New to Telerik Document Processing? Download free 30-day trial

How to Prevent Text with Special Characters from Being Cut Off when converting HTML to PDF using RadWordsProcessing

Environment

Version Product Author
2024.3.806 RadWordsProcessing Desislava Yordanova

Description

When converting HTML documents to PDF format using RadWordsProcessing and its PdfFormatProvider, text containing special characters such as å, ä, or ö gets cut off. This issue arises due to the library's requirement for explicit access to font data, which is not automatically provided in the .NET Standard version of Telerik Document Processing.

This KB article also answers the following questions:

  • How can I include special characters in PDFs using RadWordsProcessing?
  • What steps are needed to support non-standard fonts in PDF conversion?
  • How do I ensure all text is properly displayed when converting HTML to PDF?
Before After
HTML to Pdf with Cut Off Text HTML to Pdf with Full Text

Solution

To resolve the issue with text cut off and ensure all characters, including special ones, are correctly displayed, implement a custom FontsProvider.
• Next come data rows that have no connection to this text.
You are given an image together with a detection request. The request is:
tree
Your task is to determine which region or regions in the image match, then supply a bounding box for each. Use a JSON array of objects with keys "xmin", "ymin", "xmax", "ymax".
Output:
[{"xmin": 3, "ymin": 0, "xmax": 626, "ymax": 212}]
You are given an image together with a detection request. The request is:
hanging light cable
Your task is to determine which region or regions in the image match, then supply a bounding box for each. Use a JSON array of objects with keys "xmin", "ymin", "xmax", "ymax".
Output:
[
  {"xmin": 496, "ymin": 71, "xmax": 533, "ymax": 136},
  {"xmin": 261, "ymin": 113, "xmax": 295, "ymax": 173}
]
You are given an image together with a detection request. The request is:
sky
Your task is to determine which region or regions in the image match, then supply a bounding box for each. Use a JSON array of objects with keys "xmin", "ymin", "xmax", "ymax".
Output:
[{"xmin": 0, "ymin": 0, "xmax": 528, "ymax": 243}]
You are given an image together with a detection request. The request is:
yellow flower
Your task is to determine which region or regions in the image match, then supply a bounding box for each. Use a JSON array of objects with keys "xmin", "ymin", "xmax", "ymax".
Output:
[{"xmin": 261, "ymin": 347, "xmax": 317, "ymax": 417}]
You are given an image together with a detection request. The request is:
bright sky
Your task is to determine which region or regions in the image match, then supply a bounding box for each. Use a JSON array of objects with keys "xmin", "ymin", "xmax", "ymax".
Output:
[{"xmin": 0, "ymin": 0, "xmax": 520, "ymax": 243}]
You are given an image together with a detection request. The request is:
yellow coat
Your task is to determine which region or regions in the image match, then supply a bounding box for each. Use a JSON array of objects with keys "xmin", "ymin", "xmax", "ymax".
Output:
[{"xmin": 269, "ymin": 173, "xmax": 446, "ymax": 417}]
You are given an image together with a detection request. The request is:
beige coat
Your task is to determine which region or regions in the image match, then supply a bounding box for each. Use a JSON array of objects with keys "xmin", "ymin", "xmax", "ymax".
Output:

This provider will supply the necessary font data to the PdfProcessing library, enabling it to correctly render all characters.

  1. Implement a custom FontsProvider by extending FontsProviderBase and override the GetFontData method. This method should return the font data for the required fonts, including those with special characters.

The following example shows how to handle Tahoma, Arial and Segoe UI fonts. When using other fonts, the custom implementation should be modified and further extended with the respective fonts.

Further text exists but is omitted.